Día del padre

domingo 10 de julio de 2022 | 6:00hs.
Día del padre
Día del padre

El sol hacía hervir la cabeza de Horacio pese al sombrero.  El caballo transpiraba y resoplaba, aunque marchaban al paso, por suerte al mediodía llegarían al arroyo Tacuara, con su sombreada costa de monte.  El jinete  se preguntaba la razón de ese llamado tan urgente de doña Luisa, madre de la viuda; sospechaba que, tal vez, se tratara de una enfermedad grave o inclusive del propio nacimiento, justo dos posibilidades que la viuda mencionó de manera negativa cuando rechazó la propuesta de casamiento que él hizo, dijo que ni siquiera lo llamaría si se enfermaba o para cuando la niña o niño naciera; el embarazo no cambiaba la realidad, ella tenía más de cuarenta años, él apenas diecinueve, debía hacer su vida, organizarse, estabilizarse, no atarse a una mujer mayor; pasado el tiempo podría conocer al vástago.

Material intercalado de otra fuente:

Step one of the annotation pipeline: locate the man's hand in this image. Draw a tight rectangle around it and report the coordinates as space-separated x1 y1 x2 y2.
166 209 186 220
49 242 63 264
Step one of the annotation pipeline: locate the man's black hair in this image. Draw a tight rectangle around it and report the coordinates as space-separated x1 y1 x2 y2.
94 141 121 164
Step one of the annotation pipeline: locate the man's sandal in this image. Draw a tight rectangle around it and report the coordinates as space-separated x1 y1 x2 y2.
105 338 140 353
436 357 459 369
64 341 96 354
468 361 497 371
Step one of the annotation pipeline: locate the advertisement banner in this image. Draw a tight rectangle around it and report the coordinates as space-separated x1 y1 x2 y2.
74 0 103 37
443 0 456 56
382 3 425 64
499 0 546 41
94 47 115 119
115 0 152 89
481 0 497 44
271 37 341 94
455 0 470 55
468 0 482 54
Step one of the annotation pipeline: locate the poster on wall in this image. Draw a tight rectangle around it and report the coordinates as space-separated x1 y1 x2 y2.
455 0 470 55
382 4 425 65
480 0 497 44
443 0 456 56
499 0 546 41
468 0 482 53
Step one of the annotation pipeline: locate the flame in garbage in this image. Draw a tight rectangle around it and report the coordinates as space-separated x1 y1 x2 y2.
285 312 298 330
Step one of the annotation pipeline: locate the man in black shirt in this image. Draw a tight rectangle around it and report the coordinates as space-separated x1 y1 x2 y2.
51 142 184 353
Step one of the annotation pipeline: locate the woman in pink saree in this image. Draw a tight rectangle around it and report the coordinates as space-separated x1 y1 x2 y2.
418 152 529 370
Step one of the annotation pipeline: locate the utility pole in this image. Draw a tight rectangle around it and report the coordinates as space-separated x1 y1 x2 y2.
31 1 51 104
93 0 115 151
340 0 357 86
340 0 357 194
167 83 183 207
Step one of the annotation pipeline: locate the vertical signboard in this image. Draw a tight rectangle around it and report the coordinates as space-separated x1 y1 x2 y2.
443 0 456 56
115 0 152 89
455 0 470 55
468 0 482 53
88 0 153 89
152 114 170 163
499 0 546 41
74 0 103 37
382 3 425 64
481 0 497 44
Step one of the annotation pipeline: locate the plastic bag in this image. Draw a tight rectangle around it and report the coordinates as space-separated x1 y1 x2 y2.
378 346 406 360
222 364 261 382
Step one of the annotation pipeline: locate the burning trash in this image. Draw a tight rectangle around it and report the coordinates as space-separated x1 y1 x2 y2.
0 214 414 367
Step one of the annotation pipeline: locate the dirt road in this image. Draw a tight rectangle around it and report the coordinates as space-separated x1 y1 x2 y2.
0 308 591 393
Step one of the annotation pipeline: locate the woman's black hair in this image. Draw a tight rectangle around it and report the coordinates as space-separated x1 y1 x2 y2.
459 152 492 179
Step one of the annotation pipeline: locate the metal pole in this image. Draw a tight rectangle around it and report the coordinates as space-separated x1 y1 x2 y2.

Pero haciendo cálculos, ese bebé debía llevar dos o tres meses de nacido, pronto sabría con certeza los motivos. Se detuvo a un costado del vado del Tacuara, bajo un timbó que proyectaba sombra sobre el agua, ¡qué alivio para caballero y caballo¡; extrajo arroz, charque y la ollita de hierro de las alforjas; juntó leña, encendió el fuego, poniendo a cocinar el guiso. El cielo de a poco se fue nublando, hasta ocultar al sol por completo. Horacio pensó que estaba bien, ya no esperaría que el sol bajara para continuar, seguiría a su destino apenas descansara algunos minutos después de comer. Al reemprender la marcha, tocó la fría culata del Colt 45 que llevaba en la cintura, verificando que estuviera en su lugar, caminos complicados eran esos en la primera década del siglo XX.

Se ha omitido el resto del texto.